Opens Fri Aug 1
There is something wonderful happening in Northfork, something not easily pigeonholed. The final installment of the Polish Brothers' indie trilogy--which began with the inspired Twin Falls, Idaho, then stumbled with the karaoke blunder Jackpot--Northfork is a challenging picture. It's an exercise in magical realism and a rumination on death that makes you realize what is truly great about cinema.
Am I over-praising? Possibly, but even if Northfork is not entirely successful, its mystery and beauty can't be denied.
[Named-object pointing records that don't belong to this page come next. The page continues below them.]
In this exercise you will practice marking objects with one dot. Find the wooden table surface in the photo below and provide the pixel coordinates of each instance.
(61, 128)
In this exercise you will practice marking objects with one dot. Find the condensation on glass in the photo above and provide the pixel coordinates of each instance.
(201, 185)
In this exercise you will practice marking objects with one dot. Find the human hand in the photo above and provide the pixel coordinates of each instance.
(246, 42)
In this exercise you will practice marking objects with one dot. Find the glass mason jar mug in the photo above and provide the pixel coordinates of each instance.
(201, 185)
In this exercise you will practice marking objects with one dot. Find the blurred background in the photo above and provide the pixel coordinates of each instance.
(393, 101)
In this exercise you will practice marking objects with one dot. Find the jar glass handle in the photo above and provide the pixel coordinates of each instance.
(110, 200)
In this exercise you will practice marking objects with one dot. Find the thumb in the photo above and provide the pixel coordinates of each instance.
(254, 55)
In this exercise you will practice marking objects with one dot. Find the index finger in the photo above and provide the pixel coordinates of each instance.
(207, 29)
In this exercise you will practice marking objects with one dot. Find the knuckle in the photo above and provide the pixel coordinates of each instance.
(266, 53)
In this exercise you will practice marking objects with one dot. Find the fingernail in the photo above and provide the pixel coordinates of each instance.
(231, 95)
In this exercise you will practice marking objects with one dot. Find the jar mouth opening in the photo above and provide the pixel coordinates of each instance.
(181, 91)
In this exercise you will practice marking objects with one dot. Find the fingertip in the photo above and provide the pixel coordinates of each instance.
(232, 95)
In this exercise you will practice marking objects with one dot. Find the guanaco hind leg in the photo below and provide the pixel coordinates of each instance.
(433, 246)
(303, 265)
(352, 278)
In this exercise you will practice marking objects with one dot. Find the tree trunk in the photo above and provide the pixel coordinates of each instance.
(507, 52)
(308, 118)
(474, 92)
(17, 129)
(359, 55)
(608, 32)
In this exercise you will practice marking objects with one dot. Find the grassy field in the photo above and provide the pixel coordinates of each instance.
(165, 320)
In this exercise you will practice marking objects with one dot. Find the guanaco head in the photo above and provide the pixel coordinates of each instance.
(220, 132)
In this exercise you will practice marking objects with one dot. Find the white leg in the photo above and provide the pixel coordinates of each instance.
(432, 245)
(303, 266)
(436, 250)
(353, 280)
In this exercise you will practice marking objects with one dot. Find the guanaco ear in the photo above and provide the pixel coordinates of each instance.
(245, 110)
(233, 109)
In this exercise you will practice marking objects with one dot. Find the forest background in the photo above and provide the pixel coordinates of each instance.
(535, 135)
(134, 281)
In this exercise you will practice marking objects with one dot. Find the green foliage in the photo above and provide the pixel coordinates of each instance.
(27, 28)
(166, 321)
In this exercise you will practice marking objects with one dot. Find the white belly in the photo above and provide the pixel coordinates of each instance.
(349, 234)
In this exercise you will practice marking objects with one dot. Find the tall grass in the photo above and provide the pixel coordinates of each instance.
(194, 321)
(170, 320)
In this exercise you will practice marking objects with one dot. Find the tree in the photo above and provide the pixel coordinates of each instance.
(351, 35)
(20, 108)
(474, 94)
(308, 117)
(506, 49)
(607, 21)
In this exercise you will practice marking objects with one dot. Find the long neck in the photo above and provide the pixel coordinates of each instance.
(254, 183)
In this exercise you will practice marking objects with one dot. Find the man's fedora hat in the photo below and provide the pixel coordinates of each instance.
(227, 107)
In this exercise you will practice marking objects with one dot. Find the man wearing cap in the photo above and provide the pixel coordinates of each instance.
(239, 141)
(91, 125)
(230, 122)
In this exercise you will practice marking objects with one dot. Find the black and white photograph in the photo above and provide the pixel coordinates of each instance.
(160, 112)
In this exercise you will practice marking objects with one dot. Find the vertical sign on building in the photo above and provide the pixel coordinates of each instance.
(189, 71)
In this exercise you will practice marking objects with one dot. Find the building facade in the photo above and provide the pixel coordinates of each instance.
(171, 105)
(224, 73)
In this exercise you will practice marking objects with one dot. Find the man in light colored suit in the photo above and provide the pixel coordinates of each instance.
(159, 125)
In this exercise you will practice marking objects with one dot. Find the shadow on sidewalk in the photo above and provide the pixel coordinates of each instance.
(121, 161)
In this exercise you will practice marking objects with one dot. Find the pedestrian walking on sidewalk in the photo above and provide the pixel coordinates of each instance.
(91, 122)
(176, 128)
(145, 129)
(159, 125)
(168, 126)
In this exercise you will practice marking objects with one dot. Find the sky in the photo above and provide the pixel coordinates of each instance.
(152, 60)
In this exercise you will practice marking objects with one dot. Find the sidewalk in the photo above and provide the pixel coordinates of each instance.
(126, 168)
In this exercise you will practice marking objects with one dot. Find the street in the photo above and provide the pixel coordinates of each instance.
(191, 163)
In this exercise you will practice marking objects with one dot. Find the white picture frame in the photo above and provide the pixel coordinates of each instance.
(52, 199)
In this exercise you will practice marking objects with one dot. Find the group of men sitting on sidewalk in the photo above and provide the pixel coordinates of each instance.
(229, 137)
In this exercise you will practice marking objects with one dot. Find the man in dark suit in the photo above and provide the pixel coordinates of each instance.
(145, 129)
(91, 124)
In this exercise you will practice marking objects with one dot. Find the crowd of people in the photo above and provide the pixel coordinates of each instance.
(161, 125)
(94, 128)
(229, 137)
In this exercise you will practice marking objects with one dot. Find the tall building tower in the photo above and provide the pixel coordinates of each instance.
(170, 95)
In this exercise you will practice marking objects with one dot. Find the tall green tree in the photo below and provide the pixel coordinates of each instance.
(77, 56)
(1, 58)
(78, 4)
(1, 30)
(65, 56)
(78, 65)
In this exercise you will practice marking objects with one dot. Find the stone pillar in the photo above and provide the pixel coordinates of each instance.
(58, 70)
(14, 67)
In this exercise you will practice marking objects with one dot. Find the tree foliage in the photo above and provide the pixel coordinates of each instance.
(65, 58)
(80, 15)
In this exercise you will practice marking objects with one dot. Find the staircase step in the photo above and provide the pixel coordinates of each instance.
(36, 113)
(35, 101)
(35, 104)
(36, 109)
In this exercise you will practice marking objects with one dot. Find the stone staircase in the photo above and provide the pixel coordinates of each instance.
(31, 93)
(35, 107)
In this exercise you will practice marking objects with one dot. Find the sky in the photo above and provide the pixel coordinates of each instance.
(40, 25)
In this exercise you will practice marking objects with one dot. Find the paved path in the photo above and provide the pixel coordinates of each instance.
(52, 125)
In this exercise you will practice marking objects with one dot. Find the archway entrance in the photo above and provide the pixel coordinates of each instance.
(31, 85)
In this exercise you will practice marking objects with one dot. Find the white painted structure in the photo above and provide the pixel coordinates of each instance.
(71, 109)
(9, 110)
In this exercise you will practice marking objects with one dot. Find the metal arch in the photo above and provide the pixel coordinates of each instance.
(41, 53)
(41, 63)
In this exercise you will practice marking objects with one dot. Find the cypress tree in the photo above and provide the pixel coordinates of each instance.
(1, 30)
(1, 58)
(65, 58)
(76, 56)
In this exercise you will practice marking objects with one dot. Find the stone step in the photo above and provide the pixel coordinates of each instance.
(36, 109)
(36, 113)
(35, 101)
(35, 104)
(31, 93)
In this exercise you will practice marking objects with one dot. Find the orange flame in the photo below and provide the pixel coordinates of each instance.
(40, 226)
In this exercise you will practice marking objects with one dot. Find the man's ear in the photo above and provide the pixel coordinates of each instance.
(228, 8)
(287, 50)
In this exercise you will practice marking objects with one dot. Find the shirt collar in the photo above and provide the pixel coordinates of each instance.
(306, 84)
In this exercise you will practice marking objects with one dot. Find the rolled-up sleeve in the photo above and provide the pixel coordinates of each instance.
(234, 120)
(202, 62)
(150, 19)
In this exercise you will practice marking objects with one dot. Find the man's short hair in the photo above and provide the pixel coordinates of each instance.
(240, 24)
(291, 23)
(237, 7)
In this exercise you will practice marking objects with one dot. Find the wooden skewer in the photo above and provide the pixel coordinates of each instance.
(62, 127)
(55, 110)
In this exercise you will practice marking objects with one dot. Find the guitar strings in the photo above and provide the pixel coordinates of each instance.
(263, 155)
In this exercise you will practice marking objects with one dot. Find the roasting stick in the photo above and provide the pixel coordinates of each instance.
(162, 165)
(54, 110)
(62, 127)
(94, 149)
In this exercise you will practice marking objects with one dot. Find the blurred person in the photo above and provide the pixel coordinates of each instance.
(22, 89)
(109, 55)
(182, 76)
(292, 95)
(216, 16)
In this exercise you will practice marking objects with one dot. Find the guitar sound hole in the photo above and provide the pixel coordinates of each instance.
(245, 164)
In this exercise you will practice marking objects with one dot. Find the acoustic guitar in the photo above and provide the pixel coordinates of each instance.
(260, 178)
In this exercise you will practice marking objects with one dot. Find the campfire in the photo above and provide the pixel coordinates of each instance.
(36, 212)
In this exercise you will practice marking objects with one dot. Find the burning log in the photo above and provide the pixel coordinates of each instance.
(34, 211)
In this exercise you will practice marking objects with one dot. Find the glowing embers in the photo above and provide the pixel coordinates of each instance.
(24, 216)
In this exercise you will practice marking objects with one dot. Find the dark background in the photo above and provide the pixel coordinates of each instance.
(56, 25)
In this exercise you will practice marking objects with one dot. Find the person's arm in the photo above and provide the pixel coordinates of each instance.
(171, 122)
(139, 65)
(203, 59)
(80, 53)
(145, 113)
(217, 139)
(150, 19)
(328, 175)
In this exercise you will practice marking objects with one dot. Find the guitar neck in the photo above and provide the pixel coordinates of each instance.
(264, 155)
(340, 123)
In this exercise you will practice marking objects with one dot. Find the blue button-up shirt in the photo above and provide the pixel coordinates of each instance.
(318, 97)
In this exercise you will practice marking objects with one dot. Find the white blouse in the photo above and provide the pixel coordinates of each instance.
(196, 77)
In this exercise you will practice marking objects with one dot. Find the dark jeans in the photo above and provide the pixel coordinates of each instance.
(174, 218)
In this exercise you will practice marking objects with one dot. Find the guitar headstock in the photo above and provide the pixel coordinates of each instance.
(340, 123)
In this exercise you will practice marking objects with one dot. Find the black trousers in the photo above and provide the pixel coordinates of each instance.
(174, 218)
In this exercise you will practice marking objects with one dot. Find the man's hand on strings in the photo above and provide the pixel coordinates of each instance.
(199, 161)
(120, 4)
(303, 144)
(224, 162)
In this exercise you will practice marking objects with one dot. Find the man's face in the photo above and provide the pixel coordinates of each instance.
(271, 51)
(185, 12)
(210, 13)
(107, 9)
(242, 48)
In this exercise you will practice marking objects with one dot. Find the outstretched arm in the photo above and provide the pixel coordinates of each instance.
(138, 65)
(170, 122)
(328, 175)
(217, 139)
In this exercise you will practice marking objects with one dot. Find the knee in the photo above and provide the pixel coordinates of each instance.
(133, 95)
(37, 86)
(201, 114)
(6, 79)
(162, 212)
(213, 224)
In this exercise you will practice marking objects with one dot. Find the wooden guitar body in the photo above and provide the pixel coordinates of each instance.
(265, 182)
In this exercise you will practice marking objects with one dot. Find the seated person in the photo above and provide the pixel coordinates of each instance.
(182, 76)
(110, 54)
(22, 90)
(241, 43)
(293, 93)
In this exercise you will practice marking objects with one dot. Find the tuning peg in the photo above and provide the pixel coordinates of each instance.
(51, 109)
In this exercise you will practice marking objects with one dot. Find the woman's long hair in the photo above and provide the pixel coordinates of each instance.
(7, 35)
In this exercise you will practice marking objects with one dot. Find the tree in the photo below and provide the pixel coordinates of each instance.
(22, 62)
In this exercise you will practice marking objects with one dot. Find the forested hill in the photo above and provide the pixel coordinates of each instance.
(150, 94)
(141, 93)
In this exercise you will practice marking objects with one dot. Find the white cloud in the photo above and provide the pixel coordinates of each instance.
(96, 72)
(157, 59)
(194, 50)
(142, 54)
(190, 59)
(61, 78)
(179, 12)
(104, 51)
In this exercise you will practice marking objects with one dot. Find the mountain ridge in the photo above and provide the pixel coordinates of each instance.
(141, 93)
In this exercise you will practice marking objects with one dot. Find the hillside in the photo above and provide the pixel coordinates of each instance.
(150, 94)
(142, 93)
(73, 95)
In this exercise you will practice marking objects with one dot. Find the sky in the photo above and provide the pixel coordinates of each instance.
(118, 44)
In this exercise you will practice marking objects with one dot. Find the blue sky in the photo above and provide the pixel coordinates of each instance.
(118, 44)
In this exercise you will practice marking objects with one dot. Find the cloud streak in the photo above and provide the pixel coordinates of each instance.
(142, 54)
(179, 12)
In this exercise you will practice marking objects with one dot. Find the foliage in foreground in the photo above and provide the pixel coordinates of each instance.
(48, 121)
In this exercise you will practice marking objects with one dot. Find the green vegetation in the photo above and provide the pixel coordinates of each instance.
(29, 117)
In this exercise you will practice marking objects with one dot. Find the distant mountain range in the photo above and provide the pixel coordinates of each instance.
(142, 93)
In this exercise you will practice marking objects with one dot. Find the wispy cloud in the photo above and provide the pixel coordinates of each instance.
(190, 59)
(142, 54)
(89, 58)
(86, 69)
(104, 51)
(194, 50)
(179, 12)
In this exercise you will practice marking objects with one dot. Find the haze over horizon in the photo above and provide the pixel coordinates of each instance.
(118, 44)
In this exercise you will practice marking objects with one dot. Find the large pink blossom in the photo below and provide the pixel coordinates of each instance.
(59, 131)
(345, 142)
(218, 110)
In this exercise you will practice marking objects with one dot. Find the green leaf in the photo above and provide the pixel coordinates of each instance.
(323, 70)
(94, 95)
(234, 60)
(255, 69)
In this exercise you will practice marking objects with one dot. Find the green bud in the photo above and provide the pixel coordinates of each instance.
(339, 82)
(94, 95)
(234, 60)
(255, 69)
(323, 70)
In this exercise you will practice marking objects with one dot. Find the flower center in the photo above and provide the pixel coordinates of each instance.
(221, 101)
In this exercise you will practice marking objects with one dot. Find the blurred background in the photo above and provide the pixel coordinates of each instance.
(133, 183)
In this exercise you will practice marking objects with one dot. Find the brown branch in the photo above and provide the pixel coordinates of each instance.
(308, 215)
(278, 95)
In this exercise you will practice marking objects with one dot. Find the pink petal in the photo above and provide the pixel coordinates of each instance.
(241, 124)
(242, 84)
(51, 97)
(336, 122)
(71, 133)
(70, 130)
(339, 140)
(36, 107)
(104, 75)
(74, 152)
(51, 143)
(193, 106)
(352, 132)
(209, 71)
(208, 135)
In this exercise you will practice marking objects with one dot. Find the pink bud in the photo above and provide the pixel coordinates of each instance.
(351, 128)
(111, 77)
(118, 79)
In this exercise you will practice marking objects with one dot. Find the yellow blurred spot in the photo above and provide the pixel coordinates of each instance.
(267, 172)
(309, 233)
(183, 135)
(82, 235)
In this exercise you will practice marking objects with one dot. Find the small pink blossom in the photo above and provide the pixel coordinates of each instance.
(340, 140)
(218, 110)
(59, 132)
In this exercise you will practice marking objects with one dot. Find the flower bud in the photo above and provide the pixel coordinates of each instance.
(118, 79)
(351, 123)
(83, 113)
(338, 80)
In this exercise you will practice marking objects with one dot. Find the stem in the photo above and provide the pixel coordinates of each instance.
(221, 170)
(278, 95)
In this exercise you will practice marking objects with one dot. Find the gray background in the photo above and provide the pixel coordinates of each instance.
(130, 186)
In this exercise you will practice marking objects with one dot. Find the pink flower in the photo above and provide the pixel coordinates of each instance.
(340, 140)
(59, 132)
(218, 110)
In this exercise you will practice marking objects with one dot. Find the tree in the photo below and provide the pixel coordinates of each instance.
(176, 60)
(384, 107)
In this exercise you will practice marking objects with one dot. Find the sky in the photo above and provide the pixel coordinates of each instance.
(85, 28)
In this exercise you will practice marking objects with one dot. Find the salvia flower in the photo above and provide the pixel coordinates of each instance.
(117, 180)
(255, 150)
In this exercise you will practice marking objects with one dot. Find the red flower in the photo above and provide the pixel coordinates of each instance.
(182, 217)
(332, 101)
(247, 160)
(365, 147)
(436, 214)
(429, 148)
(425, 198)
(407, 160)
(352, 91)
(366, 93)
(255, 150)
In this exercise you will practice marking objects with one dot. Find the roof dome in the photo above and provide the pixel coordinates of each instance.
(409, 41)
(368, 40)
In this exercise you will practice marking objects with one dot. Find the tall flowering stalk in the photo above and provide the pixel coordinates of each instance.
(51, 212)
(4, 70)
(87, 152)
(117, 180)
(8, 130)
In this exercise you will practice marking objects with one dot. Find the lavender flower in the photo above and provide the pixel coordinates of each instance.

The story: In 1955, the small heartland of Northfork is about to disappear, a casualty of a newly constructed hydroelectric dam. In an attempt to move every resident out, an evacuation committee (made up of trenchcoated, fedora-capped men) has been assembled. These men make their way through the eerie and near-empty area, trying to coax the few remaining holdouts from their land. Meanwhile, a sickly orphan, confined to bed and afflicted with feverish dreams, lies under the care of a local pastor (Nick Nolte). The inhabitants of the boy's dreams: a pack of mangy angels who may or may not be searching for him.
Filmed with little more than a gray palette, Northfork moves at a deliberate pace, holding your attention by only offering explanations when they are absolutely needed; the cards are kept close to chest here, which is a cinematic skill long on the rim of extinction. There are no easy answers in Northfork, but in a summer when the bulk of films are closer to a jar of Gerber baby food than intelligent adult flicks, a little respite is certainly in order. From the opening shot, of a dark lake that is curiously sprouting coffins from beneath its surface, the Polish Brothers have crafted a film that is gorgeous, confusing, and occasionally sad. A film that does what all the best films do: inspire argument.